In order to reduce solvent loss when starting up the operating machine, activate the cooling system, followed by checking the controls. Next, adjust solvent levels and activate heaters.
When a stable vapor blanket has been established, activate spray pumps and introduce work into the unit.

To shut down the unit, use the following procedure:

  • Stop work processing and clear the machine of all work.
  • Deactivate the heaters.
  • Activate sump cooling coils, if available, and allow vapor blanket to collapse completely.
  • Keep the condenser cooling system ON and close cover on open-top units.

FluoSolv Operatory Guidelines

In order for the vapor degreaser to be used effectively with our Fluosolv products, good work practices must be implemented.


Airflow across the vapor degreaser is the most common cause of extraordinary solvent losses.

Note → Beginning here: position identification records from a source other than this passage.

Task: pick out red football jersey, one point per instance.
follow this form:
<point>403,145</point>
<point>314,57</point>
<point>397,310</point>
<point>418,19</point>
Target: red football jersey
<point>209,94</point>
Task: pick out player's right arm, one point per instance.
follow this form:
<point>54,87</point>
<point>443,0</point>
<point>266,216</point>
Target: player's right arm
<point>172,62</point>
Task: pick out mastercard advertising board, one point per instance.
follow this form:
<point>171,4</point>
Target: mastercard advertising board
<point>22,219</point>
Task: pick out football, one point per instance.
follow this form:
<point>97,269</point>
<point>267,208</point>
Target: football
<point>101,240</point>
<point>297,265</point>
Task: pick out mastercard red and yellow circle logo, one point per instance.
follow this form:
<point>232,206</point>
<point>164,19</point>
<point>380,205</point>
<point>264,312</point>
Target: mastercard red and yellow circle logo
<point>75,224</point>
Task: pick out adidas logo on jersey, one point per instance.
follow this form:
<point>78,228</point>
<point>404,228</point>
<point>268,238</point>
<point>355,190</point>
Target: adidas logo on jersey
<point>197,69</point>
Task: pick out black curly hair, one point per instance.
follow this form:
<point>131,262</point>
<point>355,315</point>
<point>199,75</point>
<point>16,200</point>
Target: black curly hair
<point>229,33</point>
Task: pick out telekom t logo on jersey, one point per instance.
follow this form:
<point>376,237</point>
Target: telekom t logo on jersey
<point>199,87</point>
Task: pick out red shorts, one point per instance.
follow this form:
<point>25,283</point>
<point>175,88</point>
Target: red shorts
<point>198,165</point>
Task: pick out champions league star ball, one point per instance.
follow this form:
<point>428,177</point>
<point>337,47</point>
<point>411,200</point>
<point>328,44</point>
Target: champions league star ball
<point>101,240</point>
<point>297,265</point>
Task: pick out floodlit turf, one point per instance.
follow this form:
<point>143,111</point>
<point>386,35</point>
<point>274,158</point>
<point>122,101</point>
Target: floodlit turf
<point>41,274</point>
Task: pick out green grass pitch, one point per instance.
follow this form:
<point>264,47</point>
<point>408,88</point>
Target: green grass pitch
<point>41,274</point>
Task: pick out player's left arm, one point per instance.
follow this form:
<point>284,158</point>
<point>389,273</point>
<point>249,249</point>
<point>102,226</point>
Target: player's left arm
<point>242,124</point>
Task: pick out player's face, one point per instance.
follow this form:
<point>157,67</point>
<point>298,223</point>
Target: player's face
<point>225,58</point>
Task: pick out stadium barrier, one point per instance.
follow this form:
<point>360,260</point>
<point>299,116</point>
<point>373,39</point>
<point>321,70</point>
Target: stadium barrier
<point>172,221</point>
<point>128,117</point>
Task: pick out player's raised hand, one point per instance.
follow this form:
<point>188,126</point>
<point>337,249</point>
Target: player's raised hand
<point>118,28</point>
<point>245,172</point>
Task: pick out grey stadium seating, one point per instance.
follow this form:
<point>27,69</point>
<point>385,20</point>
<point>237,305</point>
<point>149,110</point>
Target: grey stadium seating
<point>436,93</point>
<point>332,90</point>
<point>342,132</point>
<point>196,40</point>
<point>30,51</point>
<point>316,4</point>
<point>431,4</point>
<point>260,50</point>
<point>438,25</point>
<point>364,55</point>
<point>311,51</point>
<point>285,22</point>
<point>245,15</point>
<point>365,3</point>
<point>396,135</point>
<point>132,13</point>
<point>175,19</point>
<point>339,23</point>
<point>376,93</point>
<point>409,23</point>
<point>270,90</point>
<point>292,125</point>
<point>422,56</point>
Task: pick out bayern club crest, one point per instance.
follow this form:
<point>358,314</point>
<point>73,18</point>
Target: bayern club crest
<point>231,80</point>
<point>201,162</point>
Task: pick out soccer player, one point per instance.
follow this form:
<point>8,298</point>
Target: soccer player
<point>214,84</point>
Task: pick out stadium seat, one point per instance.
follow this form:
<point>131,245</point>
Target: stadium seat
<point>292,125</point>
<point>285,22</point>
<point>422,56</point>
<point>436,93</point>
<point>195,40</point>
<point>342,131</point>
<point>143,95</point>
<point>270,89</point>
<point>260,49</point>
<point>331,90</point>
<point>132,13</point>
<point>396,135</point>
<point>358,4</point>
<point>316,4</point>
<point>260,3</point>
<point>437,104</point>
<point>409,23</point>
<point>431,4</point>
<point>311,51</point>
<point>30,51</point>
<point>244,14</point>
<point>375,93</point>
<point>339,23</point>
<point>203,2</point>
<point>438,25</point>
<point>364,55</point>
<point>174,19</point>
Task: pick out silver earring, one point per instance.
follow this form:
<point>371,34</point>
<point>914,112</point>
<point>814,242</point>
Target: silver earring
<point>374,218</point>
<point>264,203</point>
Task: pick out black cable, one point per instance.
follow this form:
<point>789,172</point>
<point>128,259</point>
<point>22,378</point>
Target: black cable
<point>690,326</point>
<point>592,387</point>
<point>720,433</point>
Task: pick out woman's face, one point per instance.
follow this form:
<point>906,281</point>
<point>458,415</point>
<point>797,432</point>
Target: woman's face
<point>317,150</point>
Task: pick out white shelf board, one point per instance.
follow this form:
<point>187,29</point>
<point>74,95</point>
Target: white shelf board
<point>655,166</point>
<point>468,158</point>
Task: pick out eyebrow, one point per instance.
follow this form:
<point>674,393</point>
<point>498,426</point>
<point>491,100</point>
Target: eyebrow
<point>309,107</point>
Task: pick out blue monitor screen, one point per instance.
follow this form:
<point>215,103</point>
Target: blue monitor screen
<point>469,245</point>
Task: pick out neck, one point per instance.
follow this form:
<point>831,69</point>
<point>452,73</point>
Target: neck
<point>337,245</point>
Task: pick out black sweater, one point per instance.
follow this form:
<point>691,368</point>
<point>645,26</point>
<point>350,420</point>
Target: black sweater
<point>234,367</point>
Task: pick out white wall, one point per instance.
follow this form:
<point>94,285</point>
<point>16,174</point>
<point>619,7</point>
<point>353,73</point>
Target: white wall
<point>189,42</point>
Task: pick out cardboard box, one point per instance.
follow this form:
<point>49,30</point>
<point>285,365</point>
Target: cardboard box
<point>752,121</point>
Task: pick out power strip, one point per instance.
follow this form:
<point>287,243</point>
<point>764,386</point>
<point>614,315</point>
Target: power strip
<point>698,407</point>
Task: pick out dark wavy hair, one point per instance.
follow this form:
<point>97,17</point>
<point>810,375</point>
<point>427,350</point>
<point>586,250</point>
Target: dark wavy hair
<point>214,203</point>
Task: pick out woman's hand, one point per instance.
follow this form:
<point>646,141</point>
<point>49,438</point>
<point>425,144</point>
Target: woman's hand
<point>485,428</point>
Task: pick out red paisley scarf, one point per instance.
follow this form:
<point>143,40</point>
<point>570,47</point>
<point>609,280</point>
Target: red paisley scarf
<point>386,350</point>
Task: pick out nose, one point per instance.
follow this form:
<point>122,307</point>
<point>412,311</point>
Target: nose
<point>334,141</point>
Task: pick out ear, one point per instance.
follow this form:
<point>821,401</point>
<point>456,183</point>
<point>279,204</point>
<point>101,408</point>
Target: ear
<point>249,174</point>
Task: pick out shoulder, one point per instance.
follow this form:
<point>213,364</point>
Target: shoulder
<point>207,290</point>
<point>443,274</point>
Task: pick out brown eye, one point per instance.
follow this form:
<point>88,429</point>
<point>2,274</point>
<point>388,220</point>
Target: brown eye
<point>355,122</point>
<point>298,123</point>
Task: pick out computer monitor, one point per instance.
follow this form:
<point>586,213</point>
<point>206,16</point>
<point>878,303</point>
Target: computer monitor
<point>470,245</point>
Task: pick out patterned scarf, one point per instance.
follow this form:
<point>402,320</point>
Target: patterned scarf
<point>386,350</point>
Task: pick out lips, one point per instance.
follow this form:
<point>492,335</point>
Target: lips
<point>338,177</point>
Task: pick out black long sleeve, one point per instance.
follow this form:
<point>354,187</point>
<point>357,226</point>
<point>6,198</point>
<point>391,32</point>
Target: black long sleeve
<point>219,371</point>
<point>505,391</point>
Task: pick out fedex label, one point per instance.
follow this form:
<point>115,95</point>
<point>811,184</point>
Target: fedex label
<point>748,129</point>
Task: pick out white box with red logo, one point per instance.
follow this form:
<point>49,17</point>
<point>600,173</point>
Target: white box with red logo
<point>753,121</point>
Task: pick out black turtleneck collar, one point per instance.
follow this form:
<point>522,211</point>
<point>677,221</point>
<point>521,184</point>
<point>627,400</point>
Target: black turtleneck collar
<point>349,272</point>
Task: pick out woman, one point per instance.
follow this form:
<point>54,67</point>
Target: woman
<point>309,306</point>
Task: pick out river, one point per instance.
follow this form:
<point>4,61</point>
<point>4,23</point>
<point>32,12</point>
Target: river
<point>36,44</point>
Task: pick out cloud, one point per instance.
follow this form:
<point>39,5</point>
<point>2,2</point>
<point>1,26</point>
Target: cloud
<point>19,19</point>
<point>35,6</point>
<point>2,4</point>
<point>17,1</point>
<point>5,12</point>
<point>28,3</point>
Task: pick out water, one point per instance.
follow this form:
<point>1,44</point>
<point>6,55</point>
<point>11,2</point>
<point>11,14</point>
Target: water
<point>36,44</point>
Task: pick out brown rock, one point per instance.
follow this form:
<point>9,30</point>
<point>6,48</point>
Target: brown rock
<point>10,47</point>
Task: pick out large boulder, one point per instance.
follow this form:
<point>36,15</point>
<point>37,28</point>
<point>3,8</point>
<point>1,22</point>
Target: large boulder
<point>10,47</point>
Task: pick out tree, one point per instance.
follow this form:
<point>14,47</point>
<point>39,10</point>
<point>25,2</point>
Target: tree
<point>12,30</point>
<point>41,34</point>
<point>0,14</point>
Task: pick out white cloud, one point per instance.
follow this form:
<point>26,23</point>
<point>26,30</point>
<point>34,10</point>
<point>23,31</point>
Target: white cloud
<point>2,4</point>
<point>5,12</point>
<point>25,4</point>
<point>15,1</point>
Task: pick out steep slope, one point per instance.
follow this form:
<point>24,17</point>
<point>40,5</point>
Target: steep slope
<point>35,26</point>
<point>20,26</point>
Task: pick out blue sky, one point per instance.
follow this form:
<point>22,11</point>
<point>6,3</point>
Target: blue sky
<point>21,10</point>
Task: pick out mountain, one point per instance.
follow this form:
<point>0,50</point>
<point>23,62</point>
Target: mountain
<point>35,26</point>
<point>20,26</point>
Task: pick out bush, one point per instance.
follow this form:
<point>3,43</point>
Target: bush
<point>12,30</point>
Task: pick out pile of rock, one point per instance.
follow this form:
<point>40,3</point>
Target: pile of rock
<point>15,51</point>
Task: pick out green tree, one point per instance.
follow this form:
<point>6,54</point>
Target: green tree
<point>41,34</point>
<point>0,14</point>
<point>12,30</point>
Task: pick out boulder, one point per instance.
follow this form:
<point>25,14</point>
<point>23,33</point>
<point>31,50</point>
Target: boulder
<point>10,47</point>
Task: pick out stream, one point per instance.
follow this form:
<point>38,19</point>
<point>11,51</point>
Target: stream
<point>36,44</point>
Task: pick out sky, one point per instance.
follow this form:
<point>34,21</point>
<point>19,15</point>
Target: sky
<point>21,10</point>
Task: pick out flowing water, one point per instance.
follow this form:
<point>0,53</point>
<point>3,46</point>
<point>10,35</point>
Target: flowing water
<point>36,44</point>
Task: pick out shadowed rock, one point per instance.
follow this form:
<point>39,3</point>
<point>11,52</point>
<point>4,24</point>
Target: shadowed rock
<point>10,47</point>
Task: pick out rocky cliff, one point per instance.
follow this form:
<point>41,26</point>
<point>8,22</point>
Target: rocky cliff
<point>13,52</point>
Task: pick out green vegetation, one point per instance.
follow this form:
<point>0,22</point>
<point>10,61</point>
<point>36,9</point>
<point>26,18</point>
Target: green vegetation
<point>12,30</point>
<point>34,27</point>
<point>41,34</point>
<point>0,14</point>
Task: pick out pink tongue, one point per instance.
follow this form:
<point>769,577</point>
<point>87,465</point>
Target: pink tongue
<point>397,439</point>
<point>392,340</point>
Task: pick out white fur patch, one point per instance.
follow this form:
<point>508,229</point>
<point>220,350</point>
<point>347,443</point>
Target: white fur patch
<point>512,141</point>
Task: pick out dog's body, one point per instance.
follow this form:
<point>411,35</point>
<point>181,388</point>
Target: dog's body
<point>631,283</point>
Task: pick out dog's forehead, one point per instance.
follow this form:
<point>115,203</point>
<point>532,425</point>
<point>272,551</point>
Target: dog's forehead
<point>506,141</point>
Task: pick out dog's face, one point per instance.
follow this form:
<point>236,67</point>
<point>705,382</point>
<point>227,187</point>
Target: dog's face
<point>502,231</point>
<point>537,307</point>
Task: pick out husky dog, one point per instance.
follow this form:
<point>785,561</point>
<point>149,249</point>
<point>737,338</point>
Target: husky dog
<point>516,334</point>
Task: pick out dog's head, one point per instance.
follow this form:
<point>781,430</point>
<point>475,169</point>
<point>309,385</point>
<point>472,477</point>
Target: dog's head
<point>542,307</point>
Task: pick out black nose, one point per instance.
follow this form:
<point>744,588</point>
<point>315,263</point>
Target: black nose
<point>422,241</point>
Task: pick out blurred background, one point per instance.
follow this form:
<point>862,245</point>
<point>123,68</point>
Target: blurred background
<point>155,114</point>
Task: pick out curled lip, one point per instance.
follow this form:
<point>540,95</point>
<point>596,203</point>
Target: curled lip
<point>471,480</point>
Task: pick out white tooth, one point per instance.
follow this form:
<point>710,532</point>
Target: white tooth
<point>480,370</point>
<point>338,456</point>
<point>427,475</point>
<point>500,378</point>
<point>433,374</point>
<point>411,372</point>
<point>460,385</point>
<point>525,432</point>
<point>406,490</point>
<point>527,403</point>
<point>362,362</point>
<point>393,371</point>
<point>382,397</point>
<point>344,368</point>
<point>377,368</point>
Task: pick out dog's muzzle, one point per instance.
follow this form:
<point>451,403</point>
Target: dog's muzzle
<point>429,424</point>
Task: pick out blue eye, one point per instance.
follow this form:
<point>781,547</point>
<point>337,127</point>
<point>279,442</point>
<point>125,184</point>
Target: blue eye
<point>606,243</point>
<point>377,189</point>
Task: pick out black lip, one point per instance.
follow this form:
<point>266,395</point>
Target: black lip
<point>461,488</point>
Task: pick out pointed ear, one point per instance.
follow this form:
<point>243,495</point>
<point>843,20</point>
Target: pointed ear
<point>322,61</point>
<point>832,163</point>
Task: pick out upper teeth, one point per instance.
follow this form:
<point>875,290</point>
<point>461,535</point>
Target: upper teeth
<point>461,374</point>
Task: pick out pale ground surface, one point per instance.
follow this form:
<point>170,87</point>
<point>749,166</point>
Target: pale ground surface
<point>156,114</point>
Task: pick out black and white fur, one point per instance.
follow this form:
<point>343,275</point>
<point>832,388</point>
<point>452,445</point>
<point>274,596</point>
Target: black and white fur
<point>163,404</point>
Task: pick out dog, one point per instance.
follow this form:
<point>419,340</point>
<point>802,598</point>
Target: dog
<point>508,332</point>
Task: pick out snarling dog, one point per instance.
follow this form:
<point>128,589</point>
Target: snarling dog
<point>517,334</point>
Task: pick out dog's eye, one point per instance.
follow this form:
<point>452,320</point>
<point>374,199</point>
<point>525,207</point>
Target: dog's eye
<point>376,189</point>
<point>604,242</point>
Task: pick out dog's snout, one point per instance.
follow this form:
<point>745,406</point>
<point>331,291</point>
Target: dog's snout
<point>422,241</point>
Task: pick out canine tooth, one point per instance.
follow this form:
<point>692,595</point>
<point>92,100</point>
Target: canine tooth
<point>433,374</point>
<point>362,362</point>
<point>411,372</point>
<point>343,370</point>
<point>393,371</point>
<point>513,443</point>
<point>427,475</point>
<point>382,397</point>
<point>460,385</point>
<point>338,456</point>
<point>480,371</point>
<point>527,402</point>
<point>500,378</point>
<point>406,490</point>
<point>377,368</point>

In no way, shape, or form should the vapor degreaser be ventilated, including the solvent product. When the system is not in use, the lid should always be kept on the degreaser.


There are two common effects that can expel solvent vapors from a cleaning system if the processing of workloads exceeds the capabilities of the vapor degreaser:

The piston effect is when a basket too large in physical size on the degreaser displaces vapor from the cleaning unit. Solvent will in turn be ejected from the machine as the mass of cleaning materials descends into the cleaning vapors. To avoid losses by this process, the area of the workload should not be greater than 75% of the horizontal cross-sectional area of the sump into which it is being introduced.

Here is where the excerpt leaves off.